IOWA CITY, Iowa – While other members of Iowa football’s junior class discussed upcoming decisions regarding the NFL Draft in early December, Ihmir Smith-Marsette let people know he’d made up his mind already. He was returning in 2020 because he had “unfinished business.”
Whether or not Smith-Marsette would have been drafted or made it in the NFL with eligibility remaining doesn’t matter. Plenty of players bet on themselves in a physically unforgiving sport. And the trend of taking a shot at the league before the body adds more miles in college is rising.
Smith-Marsette believes his best path is helping the Hawkeyes with his dynamic skill set for another year. If he does that, his NFL stock increases. With what he’s shown to date, you have to like his chances.

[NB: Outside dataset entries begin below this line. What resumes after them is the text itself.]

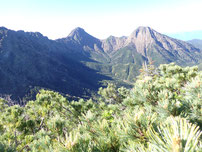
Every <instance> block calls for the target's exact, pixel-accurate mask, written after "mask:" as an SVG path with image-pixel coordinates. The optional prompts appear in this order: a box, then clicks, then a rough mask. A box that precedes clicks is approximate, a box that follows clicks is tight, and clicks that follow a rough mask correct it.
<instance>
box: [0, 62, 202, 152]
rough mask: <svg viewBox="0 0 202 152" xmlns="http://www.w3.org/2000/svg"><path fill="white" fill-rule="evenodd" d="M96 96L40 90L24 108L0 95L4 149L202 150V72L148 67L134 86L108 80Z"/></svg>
mask: <svg viewBox="0 0 202 152" xmlns="http://www.w3.org/2000/svg"><path fill="white" fill-rule="evenodd" d="M98 94H99V95H98V96H96V97H92V99H89V100H84V99H80V100H79V101H67V99H66V98H65V97H63V96H62V95H60V94H59V93H57V92H53V91H47V90H41V91H40V93H38V94H37V96H36V100H35V101H28V102H27V104H26V105H25V106H19V105H12V106H9V105H8V103H7V101H5V100H3V99H0V111H1V115H0V151H10V152H13V151H20V152H23V151H40V152H42V151H54V152H57V151H58V152H62V151H64V152H66V151H69V152H82V151H83V152H118V151H123V152H129V151H130V152H131V151H132V152H133V151H139V152H168V151H172V152H195V151H196V152H197V151H198V152H199V151H202V140H201V138H202V137H201V134H202V130H201V129H202V109H201V105H202V97H201V95H202V72H199V71H198V69H197V67H185V68H182V67H180V66H177V65H175V64H169V65H165V64H164V65H160V66H159V67H158V68H157V69H156V68H154V67H153V66H152V65H145V67H143V69H142V71H141V74H140V75H139V76H138V77H137V80H136V82H135V83H134V86H133V88H132V89H126V88H124V87H121V88H116V86H115V85H113V84H109V85H108V86H107V87H106V88H100V89H99V91H98Z"/></svg>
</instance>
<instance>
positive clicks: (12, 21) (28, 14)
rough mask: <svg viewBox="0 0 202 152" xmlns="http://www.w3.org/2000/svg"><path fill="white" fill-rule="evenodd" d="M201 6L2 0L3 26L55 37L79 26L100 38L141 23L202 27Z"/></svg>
mask: <svg viewBox="0 0 202 152" xmlns="http://www.w3.org/2000/svg"><path fill="white" fill-rule="evenodd" d="M201 8H202V0H0V26H5V27H7V28H9V29H13V30H25V31H33V32H35V31H38V32H41V33H42V34H43V35H45V36H48V37H49V38H51V39H56V38H61V37H66V36H67V35H68V34H69V33H70V31H71V30H72V29H74V28H76V27H82V28H84V29H85V30H86V31H87V32H88V33H90V34H91V35H93V36H95V37H97V38H100V39H104V38H107V37H108V36H109V35H114V36H123V35H126V36H127V35H129V34H130V33H132V31H134V30H135V29H136V28H137V27H138V26H150V27H152V28H153V29H155V30H156V31H159V32H161V33H166V34H170V35H174V34H175V33H183V32H192V31H202V20H201V14H202V9H201ZM197 38H201V39H202V35H197Z"/></svg>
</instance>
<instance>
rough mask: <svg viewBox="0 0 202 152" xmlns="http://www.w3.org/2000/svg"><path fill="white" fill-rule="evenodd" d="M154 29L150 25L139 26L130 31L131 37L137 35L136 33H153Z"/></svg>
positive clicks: (135, 35) (148, 33)
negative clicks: (131, 33)
mask: <svg viewBox="0 0 202 152" xmlns="http://www.w3.org/2000/svg"><path fill="white" fill-rule="evenodd" d="M153 33H154V30H153V29H152V28H150V27H145V26H139V27H138V28H137V29H136V30H135V31H133V32H132V34H131V37H136V38H137V37H138V35H147V36H149V35H153Z"/></svg>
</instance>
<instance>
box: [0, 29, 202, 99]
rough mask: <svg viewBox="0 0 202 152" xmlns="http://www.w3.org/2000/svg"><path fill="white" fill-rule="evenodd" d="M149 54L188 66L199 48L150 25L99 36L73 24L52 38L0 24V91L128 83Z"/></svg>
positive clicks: (200, 57)
mask: <svg viewBox="0 0 202 152" xmlns="http://www.w3.org/2000/svg"><path fill="white" fill-rule="evenodd" d="M149 58H151V59H152V60H154V61H155V64H156V65H157V66H158V65H159V64H162V63H170V62H175V63H177V64H179V65H186V66H192V65H197V64H199V63H201V62H200V61H201V60H202V52H201V50H200V49H198V48H195V47H194V46H193V45H191V44H189V43H187V42H184V41H180V40H177V39H173V38H171V37H168V36H166V35H163V34H160V33H158V32H157V31H155V30H153V29H152V28H150V27H139V28H137V29H136V30H135V31H134V32H132V33H131V35H129V36H128V37H126V36H123V37H114V36H110V37H109V38H107V39H105V40H99V39H97V38H95V37H93V36H91V35H90V34H88V33H87V32H85V31H84V29H82V28H76V29H74V30H73V31H72V32H71V33H70V34H69V35H68V36H67V37H66V38H62V39H58V40H56V41H53V40H49V39H48V38H47V37H45V36H43V35H42V34H40V33H37V32H36V33H32V32H24V31H12V30H8V29H6V28H3V27H1V28H0V94H12V95H13V96H14V97H15V98H18V97H23V96H24V95H25V94H26V93H28V92H30V90H31V89H33V88H35V87H38V88H48V89H52V90H55V91H59V92H62V93H68V94H71V95H76V96H81V95H83V94H85V93H87V91H86V90H96V89H97V88H98V87H99V86H100V85H99V82H100V81H102V80H106V79H108V80H109V79H111V80H113V81H116V80H118V81H121V83H122V82H132V81H133V80H134V78H135V76H137V75H138V71H139V69H140V68H141V66H142V63H144V62H145V61H146V62H147V61H148V60H149ZM128 84H129V83H128Z"/></svg>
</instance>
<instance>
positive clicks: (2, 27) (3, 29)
mask: <svg viewBox="0 0 202 152" xmlns="http://www.w3.org/2000/svg"><path fill="white" fill-rule="evenodd" d="M0 30H8V29H7V28H5V27H3V26H1V27H0Z"/></svg>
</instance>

The New Jersey native’s performance overshadowed a highly-touted group of USC receivers in December’s Holiday Bowl. He scored touchdowns rushing, receiving and on a kick return in earning offensive MVP honors during a 49-24 Iowa victory.
Smith-Marsette supplies the Hawkeyes with one of the nation’s top kick-return men and a receiver becoming more well-rounded by the game. He has a knack for delivering in the clutch.
Despite boasting an offense with playmakers like Tyler Goodson, Tyrone Tracy, Nico Ragaini, Brandon Smith and Sam LaPorta, Iowa would have suffered a big blow to the unit had Smith-Marsette left school early. It was no less important than offensive tackle Alaric Jackson and defensive end Chauncey Golston returning for their final college campaigns and a strong argument can be made it might end up being more impactful.
Smith-Marsette (6-1, 186) has hurt opponents on special teams, catching passes and running the ball. For a large portion of the last decade, Hawkeye fans yearned for game-breakers. He arrived back in ’17 as an underweight, unpolished product who coaches called out for a lack of focus.
He’s put in the work and become a leader in the receiver room. He’s added 27 pounds since arriving on campus, the strength helping him block better. He caught 18 passes as a true freshman, 23 as a second-year sophomore and 44 for a team-high 722 yards and five touchdowns in ’19. He’s ranked in the Top 4 nationally for kick returns each of the last two seasons, averaging 29.6 yards per return, and earning Big Ten return specialist of the year honors in ’18.
We first witnessed Smith-Marsette’s flair for the dramatic back in ’17 at Iowa State. With the Hawkeyes trailing by 10 points in the fourth quarter, he caught the first touchdown of his career. He then hauled in the game-winner in a 44-41 overtime victory. The next season, he set a bowl record with 150 yards on five kickoff returns in an upset of Mississippi State in the Outback.
He played his best football when Iowa won its final four games of last season. The stretch started with a 23-19 win against Top 10 and previously unbeaten Minnesota. He contributed a five-yard touchdown and a key third-down conversion catch late in the fourth quarter. The next week, he accumulated a career-best 121 receiving yards on four catches against Illinois.
In the regular-season finale at Nebraska, Smith-Marsette’s 45-yard, first-quarter touchdown run put his team up 7-0. His 95-yard kick return for a touchdown came after the Huskers cut their deficit to seven points in the second quarter. He hauled in a 22-yard reception on 3rd-and-10 deep in Iowa territory late in the fourth quarter, helping set up the game-winning field goal in a 27-24 victory.
It’s fun imagining what memories Smith-Marsette will add to his legacy in ’20. We could all use some positive stories with the year we’ve experienced to date.
That Smith-Marsette’s contributions will stretch beyond the box score means as much if not more than his yards or touchdowns. His value is exponentially greater in a program working at becoming more inclusive. His magnetic personality and sense of humor bring people together at a much-needed time.
There’s unfinished business, on and off the field, and Smith-Marsette is the right man for the job.